Preferential binding of insecticide phorate with sub-domain IIA of human serum albumin induces protein damage and its toxicological significance

Phorate, an organophosphorus insecticide is known for its adverse effects on acetylcholinesterase, and other neuronal and pulmonary activities. Most likely, the toxicity of drugs/agrochemicals is modulated through cellular distribution bound to plasma proteins. Therefore, the in vitro interaction of phorate with human serum albumin (HSA) has been investigated, using sensitive techniques like fluorescence spectroscopy and circular dichroism, to ascertain its binding mechanism and toxicological implications. Fluorescence studies revealed the quenching constant (Ksv) as 2.5 × 104 M−1 and binding affinity (Ka) as 2.96 × 104 M−1 (r2 = 0.99), with a primary binding site of phorate at sub-domain IIA of HSA. Circular dichroism (CD) data demonstrated a noticeable reduction in secondary structure (α-helical content) of phorate treated HSA. Albumin treated with 200-1000 μM phorate released significant amounts of acid soluble amino and carbonyl groups, whereas higher concentrations resulted in protein fragmentation. It is postulated that the 1′-O and 3-O alkyl groups of phorate have a role in binding with electrophilic centers of Trp 214, and Arg 218/Lys 195, respectively. Moreover, the significant ultrastructural changes, reactive oxygen species (ROS) generation, mitochondrial damage and cell death in phorate treated cultured human amnion epithelial (WISH) cells, elucidated phorate induced cellular toxicity.
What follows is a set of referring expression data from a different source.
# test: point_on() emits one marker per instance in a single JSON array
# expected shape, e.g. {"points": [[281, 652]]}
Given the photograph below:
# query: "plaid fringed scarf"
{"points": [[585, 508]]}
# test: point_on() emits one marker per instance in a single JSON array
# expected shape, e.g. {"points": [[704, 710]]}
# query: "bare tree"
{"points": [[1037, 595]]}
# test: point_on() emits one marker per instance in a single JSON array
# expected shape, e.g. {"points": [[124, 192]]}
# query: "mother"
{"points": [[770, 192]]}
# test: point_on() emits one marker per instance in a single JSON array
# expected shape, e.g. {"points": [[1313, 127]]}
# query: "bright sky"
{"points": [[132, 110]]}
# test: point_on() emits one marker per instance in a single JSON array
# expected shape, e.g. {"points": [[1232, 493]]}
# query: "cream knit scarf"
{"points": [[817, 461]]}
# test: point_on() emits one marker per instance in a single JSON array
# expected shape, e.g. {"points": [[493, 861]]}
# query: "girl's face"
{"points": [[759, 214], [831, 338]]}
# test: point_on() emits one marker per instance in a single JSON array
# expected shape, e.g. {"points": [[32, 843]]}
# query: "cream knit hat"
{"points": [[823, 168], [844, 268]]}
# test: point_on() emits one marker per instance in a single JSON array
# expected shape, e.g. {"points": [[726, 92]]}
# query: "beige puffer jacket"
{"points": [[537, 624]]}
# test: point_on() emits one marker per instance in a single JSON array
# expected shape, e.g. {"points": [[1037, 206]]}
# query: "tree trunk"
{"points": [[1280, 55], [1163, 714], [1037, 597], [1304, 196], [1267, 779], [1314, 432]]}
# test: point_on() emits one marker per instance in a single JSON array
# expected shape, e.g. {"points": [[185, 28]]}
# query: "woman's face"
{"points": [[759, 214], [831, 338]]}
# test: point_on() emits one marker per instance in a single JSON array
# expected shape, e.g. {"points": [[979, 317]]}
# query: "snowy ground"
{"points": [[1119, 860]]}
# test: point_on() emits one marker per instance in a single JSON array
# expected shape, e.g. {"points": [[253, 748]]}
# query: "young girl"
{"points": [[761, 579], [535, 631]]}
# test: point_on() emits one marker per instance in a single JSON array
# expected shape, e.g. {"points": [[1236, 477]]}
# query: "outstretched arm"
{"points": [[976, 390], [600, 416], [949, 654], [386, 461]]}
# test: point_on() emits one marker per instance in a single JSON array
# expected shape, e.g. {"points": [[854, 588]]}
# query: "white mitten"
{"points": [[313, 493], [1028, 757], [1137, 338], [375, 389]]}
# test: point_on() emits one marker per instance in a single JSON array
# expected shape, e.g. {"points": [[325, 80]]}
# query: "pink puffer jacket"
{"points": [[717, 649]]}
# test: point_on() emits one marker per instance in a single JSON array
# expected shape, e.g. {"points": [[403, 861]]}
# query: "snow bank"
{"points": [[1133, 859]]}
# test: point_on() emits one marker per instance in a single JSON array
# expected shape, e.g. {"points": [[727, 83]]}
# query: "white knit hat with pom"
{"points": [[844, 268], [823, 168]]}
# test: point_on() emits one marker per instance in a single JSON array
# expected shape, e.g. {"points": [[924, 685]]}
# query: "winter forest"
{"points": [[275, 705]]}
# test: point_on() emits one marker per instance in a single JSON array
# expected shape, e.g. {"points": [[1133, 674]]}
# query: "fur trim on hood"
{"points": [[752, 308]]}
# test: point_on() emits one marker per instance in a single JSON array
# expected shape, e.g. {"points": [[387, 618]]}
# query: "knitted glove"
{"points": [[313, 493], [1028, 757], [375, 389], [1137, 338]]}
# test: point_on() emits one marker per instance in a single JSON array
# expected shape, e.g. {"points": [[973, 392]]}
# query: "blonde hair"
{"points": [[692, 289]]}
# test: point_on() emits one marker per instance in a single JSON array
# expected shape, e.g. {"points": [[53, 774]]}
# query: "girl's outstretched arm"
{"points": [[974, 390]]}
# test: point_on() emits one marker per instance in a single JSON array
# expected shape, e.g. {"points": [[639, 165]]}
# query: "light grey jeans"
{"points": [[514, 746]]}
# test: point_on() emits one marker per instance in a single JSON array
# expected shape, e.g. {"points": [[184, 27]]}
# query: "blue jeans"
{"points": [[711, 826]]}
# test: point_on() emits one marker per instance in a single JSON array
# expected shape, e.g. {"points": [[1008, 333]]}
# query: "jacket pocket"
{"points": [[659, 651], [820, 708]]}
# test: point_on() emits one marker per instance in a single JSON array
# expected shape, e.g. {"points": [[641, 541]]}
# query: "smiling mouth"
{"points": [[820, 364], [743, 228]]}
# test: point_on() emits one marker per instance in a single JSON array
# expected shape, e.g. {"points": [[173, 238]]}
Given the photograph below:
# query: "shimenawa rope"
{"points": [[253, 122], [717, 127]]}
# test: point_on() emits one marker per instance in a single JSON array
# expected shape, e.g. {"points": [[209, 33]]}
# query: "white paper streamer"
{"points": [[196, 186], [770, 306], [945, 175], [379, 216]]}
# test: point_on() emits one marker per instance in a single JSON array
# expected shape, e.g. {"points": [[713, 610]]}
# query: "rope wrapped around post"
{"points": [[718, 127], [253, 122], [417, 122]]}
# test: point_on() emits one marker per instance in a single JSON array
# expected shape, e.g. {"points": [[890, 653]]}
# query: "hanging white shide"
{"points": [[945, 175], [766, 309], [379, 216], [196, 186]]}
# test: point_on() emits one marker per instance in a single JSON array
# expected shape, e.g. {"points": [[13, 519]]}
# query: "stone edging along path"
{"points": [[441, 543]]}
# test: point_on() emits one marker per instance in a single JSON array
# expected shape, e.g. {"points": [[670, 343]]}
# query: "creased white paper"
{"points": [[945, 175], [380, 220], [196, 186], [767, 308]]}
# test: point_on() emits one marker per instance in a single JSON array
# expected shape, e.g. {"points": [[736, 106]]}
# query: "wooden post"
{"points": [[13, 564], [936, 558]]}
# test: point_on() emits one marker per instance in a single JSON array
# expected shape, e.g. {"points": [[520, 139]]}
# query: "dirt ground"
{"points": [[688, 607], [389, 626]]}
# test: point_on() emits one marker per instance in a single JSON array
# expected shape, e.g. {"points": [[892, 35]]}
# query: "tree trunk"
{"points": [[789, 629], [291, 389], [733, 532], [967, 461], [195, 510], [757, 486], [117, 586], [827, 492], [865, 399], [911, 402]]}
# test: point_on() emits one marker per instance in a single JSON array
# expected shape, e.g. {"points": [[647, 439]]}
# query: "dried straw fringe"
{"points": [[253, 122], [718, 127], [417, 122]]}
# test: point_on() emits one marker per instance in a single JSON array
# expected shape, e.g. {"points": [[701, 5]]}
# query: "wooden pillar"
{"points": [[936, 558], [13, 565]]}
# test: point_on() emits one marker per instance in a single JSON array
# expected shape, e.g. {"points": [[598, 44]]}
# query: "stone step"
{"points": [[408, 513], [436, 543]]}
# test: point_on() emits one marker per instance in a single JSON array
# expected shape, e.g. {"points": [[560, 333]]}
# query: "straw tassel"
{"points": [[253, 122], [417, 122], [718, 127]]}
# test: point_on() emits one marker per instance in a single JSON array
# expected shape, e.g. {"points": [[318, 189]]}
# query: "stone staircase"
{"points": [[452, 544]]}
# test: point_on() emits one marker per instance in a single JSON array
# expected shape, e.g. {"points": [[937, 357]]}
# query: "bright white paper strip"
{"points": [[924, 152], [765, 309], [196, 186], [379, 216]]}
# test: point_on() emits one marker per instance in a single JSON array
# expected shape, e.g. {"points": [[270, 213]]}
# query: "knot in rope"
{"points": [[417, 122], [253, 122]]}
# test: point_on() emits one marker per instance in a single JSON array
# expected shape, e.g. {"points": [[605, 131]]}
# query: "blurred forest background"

► This is the first report on interaction of insecticide phorate with HSA. ► Phorate preferentially binds to tryptophan (Trp 214) at sub-domain IIA on HSA. ► CD data validated phorate-induced alterations in HSA α-helical structure. ► Phorate at higher concentrations induced protein damage. ► Cellular changes and ROS generation signifies the phorate toxicity to humans.